The query below is generated by Business Objects. It runs for over 20 minutes before I cancel it. without the EXCEPT operator, each query runs in about 6 seconds. Is there a reason why it runs so slow with the EXCEPT operator?
By mylifeandsql 1 asked Jun 26 at 12:55 PM
If I isolate the queries, the right query returns no record. I am unable to attach the plan, but here is the link to download it: https://na01.safelinks.protection.outlook.com/?url=https%3A%2F%2Fwetransfer.com%2Fdownloads%2Fd01be9244741740c0a67de8d3ee95c5320180626200009%2F4e7f9642f2a57210d729b73cd39e63e420180626200009%2F1347e4&data=02%7C01%7Cmike.miller%40ellucian.com%7Cb155985e8d54461ee12a08d5db9f722d%7Cba4f1b25f4f74403892553e24140459f%7C0%7C0%7C636656400219227583&sdata=0KthXOYtoThtp4c1DzL2czTkZ1DHEV3Odqw7B%2BbpVfE%3D&reserved=0
By mylifeandsql 1 answered Jun 26 at 08:02 PM
So here are a few things I see in the execution plan and that are probably NOT the cause of your pain:
My biggest concern in the excution plan is the top-right operator in both of the branches. It is a Clustered Index Scan on table STUDENT_ACAD_LEVELS. This table is not in your query so I assume that you are working with views. The table holds almost 120,000 rows so using a Clustered Index Scan to retrieve a subset of the rows is already non-optimal.

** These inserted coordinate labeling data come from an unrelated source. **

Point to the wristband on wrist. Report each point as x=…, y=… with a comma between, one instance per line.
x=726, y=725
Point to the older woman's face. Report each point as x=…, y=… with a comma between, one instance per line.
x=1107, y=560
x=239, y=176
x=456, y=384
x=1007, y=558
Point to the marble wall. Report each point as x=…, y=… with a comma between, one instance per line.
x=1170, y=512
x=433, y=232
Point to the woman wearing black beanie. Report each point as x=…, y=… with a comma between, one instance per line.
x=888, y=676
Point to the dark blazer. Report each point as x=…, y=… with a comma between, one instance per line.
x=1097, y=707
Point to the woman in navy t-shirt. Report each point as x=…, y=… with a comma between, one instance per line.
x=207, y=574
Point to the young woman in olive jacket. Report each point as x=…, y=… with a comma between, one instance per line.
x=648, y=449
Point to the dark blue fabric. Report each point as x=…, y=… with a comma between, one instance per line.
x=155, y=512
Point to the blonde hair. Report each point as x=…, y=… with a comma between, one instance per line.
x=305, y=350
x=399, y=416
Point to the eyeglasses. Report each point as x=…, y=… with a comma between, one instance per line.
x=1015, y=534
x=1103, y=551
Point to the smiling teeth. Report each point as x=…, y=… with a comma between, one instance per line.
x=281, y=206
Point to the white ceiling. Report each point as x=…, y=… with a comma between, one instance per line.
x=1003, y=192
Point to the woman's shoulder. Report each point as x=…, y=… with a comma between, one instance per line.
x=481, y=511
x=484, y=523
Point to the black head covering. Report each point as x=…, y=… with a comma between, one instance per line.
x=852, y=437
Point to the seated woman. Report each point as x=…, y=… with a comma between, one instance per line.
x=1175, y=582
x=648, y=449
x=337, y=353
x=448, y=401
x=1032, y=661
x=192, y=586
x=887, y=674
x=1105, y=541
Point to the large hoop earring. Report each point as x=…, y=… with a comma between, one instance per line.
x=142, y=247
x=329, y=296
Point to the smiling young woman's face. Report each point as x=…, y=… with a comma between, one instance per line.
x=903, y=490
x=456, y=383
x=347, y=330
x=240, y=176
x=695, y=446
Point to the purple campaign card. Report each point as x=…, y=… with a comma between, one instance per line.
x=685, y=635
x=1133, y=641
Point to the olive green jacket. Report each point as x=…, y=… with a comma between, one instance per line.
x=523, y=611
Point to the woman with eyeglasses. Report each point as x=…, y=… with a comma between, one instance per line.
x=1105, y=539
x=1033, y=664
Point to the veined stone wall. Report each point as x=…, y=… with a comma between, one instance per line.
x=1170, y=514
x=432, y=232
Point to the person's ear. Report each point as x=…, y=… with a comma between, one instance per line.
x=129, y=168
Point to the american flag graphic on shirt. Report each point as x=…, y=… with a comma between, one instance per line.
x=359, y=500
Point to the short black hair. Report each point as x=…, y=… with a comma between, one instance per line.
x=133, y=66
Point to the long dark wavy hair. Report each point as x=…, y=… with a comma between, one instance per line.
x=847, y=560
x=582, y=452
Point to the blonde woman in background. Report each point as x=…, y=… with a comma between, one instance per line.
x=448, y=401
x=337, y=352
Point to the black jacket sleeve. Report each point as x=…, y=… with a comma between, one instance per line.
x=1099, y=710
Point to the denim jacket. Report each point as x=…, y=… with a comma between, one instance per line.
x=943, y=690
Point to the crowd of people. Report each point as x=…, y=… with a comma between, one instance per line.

The predicate is on a start date (<=getdate), end date (>getdate OR null), and on a weird substring function that (if I see it correctly) takes a column STUDENT_ACAD_LEVELS_ID and strips it off everything before a '*' character; the result then has start with GR or UG and have non-zero length (which is redundant give the first test).
What mostly bothers is not that no seek is used (which given the predicate would have been impossible), but the terrible cardinality estimation. Estimated rows is 235; actual is 5489 - almost 25 times as many. And given the location of this operator in the plan, the estimate of 235 has driven a lot of decisions. May operators are repeated once per row from this table, which is okay (ish) for 235 rows but can become a major issue with 5489 rows.
Are your statistics up to date? If no, then update them and see if you get better estimations and a better execution plan. Also, the predicate on "the part of a column that follows the * character" is a strong indication that your database is not properly normalized; that part of the column should almost certainly have been a separate column. (Which would have been much easier to index, and to get good cardiniality estimations for).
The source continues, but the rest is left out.